As India boldly pitches for the 2036 Olympics, a silent, invisible opponent is winning the battle on the ground. It isn’t a rival nation or a lack of funding, it is the very air India’s elite athletes breathe.
From the shooting ranges of Delhi to the hockey turfs of Sonepat, the “window to win” is shrinking. In a series of startling first-person accounts shared with The Indian Express, national coaches and World Cup stars have revealed the physical toll of training in India’s National Capital Region (NCR).
A shooter’s nightmare: Eye irritation and ‘numbness’
For a shooter, victory is measured in millimeters. But as National Rifle Coach Deepali Deshpande explains, pollution is literally blurring the vision of India’s medal hopefuls. “Eye irritation because of the pollution causes blurring, which impacts a shot,” Deshpande told The Indian Express.
It isn’t just the smog. The extreme transition from humid summers to bone-dry winters in North India creates a “grip crisis.” Fingers lose sensitivity, becoming numb to the touch of the trigger, a sport where “feel” is everything. The smog is now so thick in 50m outdoor events that sightings are often impossible, forcing teams to flee to Bhopal just to find clear skies.

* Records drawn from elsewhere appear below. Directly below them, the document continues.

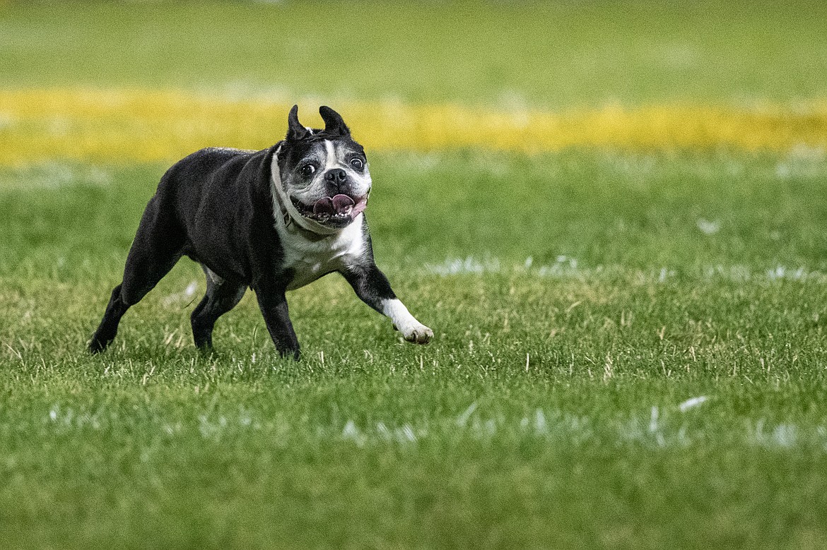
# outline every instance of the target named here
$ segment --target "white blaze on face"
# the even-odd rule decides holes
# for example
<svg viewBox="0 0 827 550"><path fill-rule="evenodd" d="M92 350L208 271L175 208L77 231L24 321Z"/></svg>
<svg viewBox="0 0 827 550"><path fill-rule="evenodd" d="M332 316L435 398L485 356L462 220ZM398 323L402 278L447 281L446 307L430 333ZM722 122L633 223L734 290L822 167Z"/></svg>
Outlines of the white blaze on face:
<svg viewBox="0 0 827 550"><path fill-rule="evenodd" d="M405 305L396 298L382 301L382 313L390 318L394 326L409 342L428 344L433 337L433 331L418 321Z"/></svg>
<svg viewBox="0 0 827 550"><path fill-rule="evenodd" d="M324 140L324 150L325 153L327 153L327 155L324 159L324 170L323 170L323 173L327 170L336 168L336 165L338 164L336 161L336 147L333 145L332 141L330 140Z"/></svg>

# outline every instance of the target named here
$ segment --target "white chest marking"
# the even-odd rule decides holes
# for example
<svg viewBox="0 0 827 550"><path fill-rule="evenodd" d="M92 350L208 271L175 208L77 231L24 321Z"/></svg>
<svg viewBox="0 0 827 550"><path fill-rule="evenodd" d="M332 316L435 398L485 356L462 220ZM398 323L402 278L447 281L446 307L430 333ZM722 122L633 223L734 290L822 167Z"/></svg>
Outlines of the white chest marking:
<svg viewBox="0 0 827 550"><path fill-rule="evenodd" d="M300 288L327 273L356 263L365 254L365 238L360 214L342 231L318 240L308 239L294 225L276 223L284 259L283 266L293 270L288 290Z"/></svg>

The Captain’s ordeal: From the turf to the clinic
The story is even grimmer for high-intensity endurance athletes. Preeti Panchal, who captained India at the 2023 Junior Hockey World Cup, recalled a terrifying moment at the SAI centre in Sonepat where her breathing suddenly turned into a “harsh bout of coughing.”
The diagnosis? A respiratory condition triggered directly by air quality. “What followed was a difficult six-month period of persistent coughing, throat infections and allergies,” Panchal was quoted by The Indian Express.. The pollution doesn’t just impact the lungs; the dust settles on the turf, making it slippery and turning a routine practice session into an injury trap.

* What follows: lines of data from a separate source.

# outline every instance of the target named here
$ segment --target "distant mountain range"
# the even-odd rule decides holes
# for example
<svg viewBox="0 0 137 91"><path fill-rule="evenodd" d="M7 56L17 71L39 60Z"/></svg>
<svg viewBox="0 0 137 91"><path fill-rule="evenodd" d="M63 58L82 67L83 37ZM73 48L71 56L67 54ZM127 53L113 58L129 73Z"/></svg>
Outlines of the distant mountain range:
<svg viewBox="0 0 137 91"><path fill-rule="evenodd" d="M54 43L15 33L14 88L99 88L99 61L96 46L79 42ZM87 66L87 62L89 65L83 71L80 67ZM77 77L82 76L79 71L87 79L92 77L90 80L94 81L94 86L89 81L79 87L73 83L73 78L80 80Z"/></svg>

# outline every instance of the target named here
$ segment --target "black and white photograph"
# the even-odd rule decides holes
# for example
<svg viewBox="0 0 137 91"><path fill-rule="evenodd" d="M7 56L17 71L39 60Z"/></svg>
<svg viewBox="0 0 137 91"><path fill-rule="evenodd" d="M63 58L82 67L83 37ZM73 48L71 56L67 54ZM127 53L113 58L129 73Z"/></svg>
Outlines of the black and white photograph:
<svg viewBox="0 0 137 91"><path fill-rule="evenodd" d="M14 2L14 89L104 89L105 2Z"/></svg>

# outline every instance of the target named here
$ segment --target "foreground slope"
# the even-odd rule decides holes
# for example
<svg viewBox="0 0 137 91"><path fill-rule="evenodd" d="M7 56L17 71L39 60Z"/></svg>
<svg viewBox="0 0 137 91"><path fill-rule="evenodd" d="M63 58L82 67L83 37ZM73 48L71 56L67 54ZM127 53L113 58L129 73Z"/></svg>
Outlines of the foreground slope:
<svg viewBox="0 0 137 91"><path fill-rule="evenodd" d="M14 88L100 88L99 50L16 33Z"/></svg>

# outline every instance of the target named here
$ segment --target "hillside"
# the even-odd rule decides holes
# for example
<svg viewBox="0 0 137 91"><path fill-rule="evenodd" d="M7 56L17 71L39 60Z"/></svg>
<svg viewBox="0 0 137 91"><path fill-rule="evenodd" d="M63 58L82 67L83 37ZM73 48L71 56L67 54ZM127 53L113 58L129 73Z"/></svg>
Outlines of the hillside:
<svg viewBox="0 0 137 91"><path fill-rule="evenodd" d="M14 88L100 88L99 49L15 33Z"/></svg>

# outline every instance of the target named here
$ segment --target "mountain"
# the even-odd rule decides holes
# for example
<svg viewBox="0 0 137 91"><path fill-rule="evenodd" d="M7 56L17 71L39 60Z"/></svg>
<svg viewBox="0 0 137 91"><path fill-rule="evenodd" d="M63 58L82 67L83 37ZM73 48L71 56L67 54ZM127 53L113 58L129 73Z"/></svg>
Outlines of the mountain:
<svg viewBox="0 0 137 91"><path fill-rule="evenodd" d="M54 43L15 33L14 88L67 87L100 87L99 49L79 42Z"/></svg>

Why India’s medal factories are trapped
The geography of Indian success has become its greatest liability. The “Indo-Gangetic belt”, home to the nation’s most storied nurseries like NIS Patiala and the National Centres of Excellence in Sonepat and Rohtak, is now a respiratory hazard. These aren’t just training grounds; they are the literal birthplaces of Indian glory, having polished nearly 70% of India’s Olympic medallists over the last two cycles.
However, medical experts suggest the current setup is unsustainable. Dr. Randeep Guleria, the former AIIMS chief, argues that the sheer physiological strain on the heart, brain, and lungs while training in this belt makes it an impossible environment for high-performance sport. His solution is a radical “Migration Strategy”: moving India’s elite base camps entirely out of central and northern India to regions where the air doesn’t actively sabotages a player’s exercise capacity.
The 2036 Olympic question
While international badminton stars have already voiced concerns to the International Olympic Committee (IOC), the message from India’s coaching elite is clear: If India wants to host the world in 2036, it must first protect its own. It must ensure that “the air that India breathes” doesn’t become the reason it loses.